Nevertheless, Russian scientists continued to conduct some experiments to test atomic theories, and, despite Szilard’s attempts at censorship, enough articles appeared in the American press to rouse their interest. These included a report by William Laurence in the New York Times of 5 May 1940—describing experiments with U-235. and suggesting that the implications of nuclear fission could be enormous—which was mailed to a prominent Russian scientist by his son, who was working at Yale. This new information, coupled with their own new experimental findings, convinced some Soviet scientists that their earlier reactions to fission had been too casual. In the summer of 1940 they began to lobby a more receptive government, which set up the Uranium Commission, including Kapitza among its members, and instructed it to draw up a research program. Yet less than a year later, when on 22 June 1941 Hitler invaded the Soviet Union, reneging on their neutrality pact, Soviet scientists were immediately diverted from atomic research to other work perceived as more pressing.
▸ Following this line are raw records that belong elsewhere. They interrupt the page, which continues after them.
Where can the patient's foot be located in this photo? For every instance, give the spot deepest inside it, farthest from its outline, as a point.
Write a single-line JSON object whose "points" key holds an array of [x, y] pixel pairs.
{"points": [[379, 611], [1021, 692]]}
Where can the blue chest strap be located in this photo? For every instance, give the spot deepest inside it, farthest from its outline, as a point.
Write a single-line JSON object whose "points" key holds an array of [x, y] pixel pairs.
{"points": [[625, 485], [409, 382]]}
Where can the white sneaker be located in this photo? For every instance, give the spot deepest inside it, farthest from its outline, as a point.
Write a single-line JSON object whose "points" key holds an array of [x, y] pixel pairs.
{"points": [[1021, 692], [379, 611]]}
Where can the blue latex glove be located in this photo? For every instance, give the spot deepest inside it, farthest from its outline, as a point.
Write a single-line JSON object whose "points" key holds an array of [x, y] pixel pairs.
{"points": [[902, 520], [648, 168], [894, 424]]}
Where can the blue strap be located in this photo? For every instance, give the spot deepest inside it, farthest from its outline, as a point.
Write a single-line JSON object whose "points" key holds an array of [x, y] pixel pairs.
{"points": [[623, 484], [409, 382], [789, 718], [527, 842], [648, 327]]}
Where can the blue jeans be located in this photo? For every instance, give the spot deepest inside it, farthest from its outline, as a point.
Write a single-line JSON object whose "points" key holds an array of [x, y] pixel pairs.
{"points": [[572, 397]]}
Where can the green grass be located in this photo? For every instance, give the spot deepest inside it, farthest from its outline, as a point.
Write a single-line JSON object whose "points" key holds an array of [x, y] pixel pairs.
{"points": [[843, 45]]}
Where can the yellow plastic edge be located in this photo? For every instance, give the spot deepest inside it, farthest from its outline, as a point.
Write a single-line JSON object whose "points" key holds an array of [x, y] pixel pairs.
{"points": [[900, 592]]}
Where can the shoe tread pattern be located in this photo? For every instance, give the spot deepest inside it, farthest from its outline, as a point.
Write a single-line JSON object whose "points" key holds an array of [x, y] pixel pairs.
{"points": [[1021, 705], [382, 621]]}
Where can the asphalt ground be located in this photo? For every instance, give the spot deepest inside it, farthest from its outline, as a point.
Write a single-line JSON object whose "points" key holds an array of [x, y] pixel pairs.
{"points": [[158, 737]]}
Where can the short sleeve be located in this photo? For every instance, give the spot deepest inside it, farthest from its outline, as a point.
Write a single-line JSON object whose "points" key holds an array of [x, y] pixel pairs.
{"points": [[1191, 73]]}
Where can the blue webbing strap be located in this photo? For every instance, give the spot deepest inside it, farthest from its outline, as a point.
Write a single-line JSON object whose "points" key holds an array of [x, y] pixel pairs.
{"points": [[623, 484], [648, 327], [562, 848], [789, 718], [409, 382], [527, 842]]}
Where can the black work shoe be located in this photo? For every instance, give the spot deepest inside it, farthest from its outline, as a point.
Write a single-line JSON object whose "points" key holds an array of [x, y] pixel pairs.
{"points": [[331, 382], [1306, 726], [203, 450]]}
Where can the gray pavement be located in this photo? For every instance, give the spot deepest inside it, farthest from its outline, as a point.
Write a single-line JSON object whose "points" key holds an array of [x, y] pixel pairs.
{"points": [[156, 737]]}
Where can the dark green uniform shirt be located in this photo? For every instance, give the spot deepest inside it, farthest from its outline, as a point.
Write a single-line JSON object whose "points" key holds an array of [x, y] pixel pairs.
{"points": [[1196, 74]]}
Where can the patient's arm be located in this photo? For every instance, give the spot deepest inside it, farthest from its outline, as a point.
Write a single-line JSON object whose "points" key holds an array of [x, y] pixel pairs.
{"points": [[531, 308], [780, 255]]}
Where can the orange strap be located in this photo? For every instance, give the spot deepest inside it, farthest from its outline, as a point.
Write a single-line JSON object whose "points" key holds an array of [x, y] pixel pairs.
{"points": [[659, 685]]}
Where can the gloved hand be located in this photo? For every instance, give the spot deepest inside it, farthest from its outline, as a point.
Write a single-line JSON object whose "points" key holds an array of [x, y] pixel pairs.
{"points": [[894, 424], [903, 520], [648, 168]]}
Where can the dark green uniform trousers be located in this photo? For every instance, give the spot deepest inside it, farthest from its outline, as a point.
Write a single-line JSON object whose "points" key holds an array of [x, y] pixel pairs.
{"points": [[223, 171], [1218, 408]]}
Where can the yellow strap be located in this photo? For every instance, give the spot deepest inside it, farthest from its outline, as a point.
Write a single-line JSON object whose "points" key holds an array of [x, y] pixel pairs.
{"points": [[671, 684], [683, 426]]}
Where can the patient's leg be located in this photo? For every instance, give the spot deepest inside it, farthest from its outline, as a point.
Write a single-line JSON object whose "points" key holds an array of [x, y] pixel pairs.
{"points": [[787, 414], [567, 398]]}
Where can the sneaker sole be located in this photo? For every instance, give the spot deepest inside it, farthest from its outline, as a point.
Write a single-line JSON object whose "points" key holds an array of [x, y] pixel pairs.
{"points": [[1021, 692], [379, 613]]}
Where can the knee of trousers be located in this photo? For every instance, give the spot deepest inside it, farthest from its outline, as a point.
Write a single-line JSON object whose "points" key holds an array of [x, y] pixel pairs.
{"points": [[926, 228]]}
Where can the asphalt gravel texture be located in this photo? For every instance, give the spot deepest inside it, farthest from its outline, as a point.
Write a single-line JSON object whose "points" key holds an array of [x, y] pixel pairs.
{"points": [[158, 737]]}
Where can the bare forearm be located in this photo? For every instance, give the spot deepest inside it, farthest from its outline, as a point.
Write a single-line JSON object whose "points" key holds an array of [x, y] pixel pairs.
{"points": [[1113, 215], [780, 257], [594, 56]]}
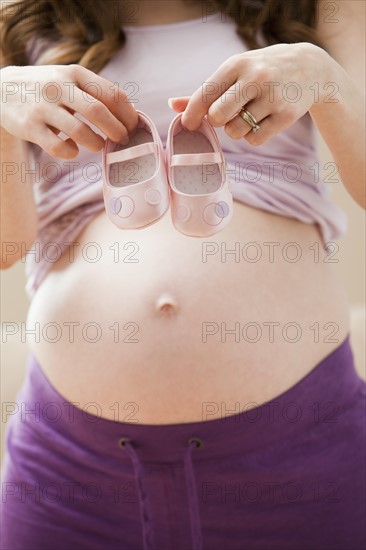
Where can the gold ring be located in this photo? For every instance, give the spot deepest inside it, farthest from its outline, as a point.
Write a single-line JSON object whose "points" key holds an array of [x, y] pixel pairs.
{"points": [[249, 119]]}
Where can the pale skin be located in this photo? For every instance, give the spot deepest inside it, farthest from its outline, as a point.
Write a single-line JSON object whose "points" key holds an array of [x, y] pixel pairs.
{"points": [[341, 124]]}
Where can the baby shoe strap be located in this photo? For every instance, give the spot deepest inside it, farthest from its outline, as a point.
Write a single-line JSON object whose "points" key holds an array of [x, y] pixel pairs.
{"points": [[199, 158], [132, 152]]}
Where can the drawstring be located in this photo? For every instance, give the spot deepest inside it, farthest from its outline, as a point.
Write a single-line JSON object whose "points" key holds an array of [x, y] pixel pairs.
{"points": [[194, 442], [147, 531], [145, 512]]}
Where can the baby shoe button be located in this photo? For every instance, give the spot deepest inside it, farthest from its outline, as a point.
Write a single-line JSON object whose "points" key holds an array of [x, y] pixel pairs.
{"points": [[127, 208], [222, 209], [115, 205], [183, 213]]}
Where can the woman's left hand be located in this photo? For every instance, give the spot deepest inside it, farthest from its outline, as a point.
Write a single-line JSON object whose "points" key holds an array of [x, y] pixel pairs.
{"points": [[276, 84]]}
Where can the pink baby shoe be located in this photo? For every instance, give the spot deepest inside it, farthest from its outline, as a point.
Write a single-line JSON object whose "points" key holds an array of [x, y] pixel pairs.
{"points": [[201, 202], [135, 185]]}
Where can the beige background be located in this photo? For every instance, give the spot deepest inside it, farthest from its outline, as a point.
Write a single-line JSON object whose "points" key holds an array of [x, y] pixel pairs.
{"points": [[351, 269]]}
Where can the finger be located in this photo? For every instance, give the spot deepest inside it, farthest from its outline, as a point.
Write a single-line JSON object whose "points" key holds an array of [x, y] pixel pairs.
{"points": [[55, 146], [270, 127], [98, 114], [231, 102], [237, 127], [178, 104], [110, 95], [202, 99], [76, 129]]}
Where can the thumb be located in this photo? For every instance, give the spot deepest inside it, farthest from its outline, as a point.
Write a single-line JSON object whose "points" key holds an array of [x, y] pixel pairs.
{"points": [[178, 104]]}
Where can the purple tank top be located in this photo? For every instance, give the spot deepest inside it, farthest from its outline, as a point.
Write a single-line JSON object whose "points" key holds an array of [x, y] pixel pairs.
{"points": [[282, 176]]}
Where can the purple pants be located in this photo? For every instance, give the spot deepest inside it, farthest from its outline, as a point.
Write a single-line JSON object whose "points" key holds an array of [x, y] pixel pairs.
{"points": [[287, 474]]}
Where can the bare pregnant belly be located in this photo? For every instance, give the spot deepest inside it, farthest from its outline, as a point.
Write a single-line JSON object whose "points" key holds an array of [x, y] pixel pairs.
{"points": [[155, 327]]}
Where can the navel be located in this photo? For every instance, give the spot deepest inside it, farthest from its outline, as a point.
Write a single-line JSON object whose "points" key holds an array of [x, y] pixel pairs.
{"points": [[167, 305]]}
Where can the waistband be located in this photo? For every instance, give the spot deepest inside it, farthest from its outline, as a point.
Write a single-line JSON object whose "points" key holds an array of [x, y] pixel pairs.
{"points": [[319, 397]]}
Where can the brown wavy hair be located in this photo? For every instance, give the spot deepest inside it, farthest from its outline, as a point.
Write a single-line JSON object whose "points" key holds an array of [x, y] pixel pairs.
{"points": [[89, 33]]}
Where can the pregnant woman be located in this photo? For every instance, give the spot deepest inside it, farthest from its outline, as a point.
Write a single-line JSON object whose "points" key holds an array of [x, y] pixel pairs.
{"points": [[183, 392]]}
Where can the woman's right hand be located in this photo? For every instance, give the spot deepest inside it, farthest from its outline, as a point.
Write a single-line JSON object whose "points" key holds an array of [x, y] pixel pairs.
{"points": [[59, 92]]}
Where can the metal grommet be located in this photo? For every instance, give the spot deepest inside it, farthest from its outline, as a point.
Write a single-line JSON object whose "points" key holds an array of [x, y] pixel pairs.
{"points": [[197, 440], [123, 441]]}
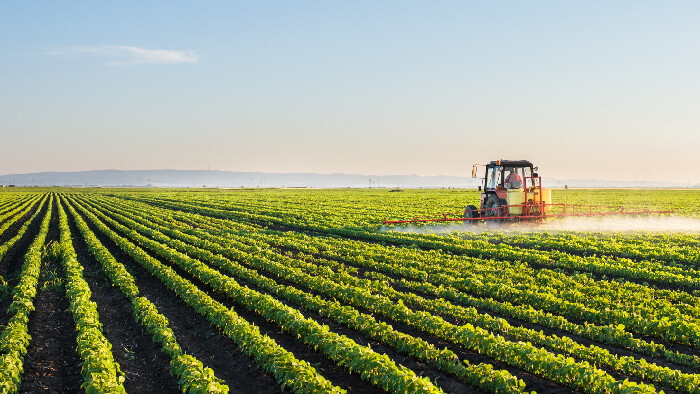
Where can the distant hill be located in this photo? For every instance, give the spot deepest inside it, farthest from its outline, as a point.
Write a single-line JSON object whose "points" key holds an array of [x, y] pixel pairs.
{"points": [[197, 178], [200, 178]]}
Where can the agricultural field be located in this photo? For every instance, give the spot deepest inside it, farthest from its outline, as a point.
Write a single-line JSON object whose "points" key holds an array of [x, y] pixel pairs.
{"points": [[292, 290]]}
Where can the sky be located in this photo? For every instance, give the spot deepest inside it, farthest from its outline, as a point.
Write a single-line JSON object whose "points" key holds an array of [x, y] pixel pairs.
{"points": [[586, 90]]}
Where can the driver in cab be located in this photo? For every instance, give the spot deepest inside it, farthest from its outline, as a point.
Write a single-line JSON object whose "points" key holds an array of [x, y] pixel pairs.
{"points": [[513, 180]]}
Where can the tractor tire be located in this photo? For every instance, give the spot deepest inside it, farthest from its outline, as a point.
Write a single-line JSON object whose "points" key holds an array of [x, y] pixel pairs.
{"points": [[471, 212], [495, 207]]}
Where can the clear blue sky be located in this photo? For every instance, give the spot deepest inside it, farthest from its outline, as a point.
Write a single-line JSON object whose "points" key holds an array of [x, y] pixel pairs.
{"points": [[606, 89]]}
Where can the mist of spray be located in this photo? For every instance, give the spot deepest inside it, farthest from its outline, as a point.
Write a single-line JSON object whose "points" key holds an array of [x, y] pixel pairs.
{"points": [[604, 224]]}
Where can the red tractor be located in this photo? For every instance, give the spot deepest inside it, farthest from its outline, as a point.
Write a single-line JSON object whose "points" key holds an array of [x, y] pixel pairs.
{"points": [[512, 190]]}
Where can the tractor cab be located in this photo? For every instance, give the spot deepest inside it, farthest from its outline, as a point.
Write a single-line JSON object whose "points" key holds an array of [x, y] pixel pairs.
{"points": [[507, 184], [507, 174]]}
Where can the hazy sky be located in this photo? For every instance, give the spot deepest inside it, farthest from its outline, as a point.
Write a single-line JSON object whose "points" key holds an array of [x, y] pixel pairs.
{"points": [[606, 89]]}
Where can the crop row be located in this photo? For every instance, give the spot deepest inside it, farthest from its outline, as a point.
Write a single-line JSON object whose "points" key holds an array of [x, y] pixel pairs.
{"points": [[378, 369], [15, 335], [554, 367], [628, 365], [288, 370]]}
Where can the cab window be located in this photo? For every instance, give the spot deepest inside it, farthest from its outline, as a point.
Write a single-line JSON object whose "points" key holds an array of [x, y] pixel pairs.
{"points": [[493, 177]]}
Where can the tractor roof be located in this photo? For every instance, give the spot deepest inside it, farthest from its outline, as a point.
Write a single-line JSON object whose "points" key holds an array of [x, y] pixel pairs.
{"points": [[512, 163]]}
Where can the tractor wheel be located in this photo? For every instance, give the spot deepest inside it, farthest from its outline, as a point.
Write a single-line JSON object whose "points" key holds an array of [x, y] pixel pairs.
{"points": [[471, 212], [494, 206]]}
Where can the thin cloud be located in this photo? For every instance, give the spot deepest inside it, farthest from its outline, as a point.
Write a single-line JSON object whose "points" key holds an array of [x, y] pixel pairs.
{"points": [[124, 55]]}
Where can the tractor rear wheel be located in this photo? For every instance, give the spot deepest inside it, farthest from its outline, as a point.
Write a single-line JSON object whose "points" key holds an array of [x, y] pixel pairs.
{"points": [[494, 206], [471, 212]]}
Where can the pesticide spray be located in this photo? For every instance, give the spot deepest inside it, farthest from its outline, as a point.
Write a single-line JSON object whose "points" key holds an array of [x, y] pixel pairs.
{"points": [[600, 224]]}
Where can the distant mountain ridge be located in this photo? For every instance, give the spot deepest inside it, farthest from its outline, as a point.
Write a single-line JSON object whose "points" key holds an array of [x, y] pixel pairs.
{"points": [[213, 178]]}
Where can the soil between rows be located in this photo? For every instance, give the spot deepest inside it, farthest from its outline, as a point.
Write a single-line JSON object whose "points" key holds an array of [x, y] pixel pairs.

In 1940 in Japan, Lieutenant General Takeo Yasuda, a research engineer and the director of the Aviation Technology Research Institute of the Imperial Japanese Army, had noted reports on fission appearing in the foreign press. At his request Yoshio Nishina—Niels Bohr’s former pupil who had become Japan’s leading physicist—began to look into the potential applications of fission. Nishina was currently building a large 250-ton cyclotron at Tokyo University—a successor to a smaller 28-ton device—using plans provided in a spirit of comradely cooperation by Ernest Lawrence’s team at Berkeley. On the basis of advice from Nishina and others, in April 1941 the Imperial Army Air Force authorized the establishment of an atomic bomb project. With the incipient Russian program wavering and Britain and the United States still pondering the way ahead, Germany and Japan were thus the only countries with military research projects specifically dedicated to establishing the feasibility of an atom bomb.

On 13 April 1941 Japan and Russia signed a five-year neutrality pact. On 2 July, ten days after the German attack on Russia, an imperial conference was held in Tokyo to discuss Japan’s territorial aspirations. Among the decisions made by the conference and approved by Emperor Hirohito were measures to hasten the end of the protracted war in China and for an advance south “in order to establish a solid basis for the nation’s preservation and security.” The goal was the establishment of the Greater Asia Co-Prosperity Sphere, under which Japan would satisfy its aspirations for more land and be guaranteed access to the natural resources such as oil and iron lacking in its home islands by imposing a hegemony over much of its region. The initial step would be an early advance into French Indochina.